Trace within the photocopied picture outline with crayon.
Thick lines work most effectively.
Brush in the whole page with thin paint. Only use one color.
The waxed lines will resist the paint as well as the picture will glow through.
Color a lot of the picture with crayon. Leave some areas white.
Brush over the whole page with thin paint. Only use one color.
Draw within the lines with crayon.
Paint the image with a variety of colors.
The crayon lines can make the photo simpler to paint.
They stop edges bleeding into each other.
This is not a resist yet it’s an excellent extension in the previous activities.
Paint the photo with watercolors.
When the paint is dry, use crayons to add detail and depth of color.
Rip off a little small note that is concerning the size a matchbox.
Use a crayon to scribble thickly on top of the paper.
Turn the paper over and using your thumb rub the crayon on to the photo.
This produces a very soft smooth effect.
Color a place of the image which has a textured object placed underneath.
Sandpaper, string, crumpled paper, bricks, bark, leaves, signs and rocks can produce interesting patterns. Experiment having a piece of blank paper first.

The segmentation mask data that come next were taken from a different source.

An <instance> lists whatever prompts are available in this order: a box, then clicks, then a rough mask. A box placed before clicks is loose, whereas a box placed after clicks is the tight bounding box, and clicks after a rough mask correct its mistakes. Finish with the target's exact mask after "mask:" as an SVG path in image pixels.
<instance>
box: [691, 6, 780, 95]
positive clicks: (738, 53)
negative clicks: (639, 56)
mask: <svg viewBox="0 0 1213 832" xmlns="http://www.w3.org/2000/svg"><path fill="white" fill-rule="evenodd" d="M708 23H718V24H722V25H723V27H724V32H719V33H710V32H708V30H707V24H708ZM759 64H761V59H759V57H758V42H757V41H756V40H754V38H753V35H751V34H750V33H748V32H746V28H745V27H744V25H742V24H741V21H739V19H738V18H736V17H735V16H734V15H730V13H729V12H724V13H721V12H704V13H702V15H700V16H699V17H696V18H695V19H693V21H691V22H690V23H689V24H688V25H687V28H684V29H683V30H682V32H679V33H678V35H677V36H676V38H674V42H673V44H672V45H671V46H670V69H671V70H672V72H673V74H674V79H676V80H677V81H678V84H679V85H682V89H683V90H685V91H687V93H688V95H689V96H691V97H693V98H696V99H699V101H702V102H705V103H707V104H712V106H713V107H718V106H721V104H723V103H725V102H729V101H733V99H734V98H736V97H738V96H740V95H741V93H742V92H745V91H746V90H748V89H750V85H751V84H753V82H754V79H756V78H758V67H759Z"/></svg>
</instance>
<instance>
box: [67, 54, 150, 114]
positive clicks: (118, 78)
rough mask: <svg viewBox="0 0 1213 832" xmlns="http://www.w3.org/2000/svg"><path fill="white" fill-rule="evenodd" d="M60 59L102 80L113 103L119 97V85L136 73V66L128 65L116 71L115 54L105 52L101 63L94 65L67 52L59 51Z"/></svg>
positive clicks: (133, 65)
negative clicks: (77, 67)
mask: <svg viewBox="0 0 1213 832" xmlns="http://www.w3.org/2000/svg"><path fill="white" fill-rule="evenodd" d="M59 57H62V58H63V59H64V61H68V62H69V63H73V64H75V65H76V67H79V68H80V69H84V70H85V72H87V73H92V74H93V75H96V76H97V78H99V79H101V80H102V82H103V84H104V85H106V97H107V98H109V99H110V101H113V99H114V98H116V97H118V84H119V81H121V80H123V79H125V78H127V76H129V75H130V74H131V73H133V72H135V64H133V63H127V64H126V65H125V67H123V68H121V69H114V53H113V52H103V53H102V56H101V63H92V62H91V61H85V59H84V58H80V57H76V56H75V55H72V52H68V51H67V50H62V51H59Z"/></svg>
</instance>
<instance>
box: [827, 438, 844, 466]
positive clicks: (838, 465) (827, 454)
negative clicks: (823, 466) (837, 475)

Use grated pieces or shavings of crayon to make a swirling effect.
Sprinkle the crayon on to the photo and after that rub them with your thumb.
This is effective if you utilize different colors together.
It makes effective animal fur, storm clouds or grass.
Go over the outline of the image with black crayon.
Color the remainder of the photo thickly with crayon.
If possible use a smaller piece of cotton wool or cloth to polish the picture.
Heat in the friction of rubbing melts the crayon and creates a smooth shiny effect.
Apply a tiny amount of vegetable oil with a cotton wool ball.
Gently rub the oil in the back of the picture.
The oil will make the image almost transparent.
Students can be in the oil soaked balls in a paint tray.
Encourage the crooks to look at and within the picture to spread the oil.
Hang the picture inside a classroom window to produce a stained glass effect.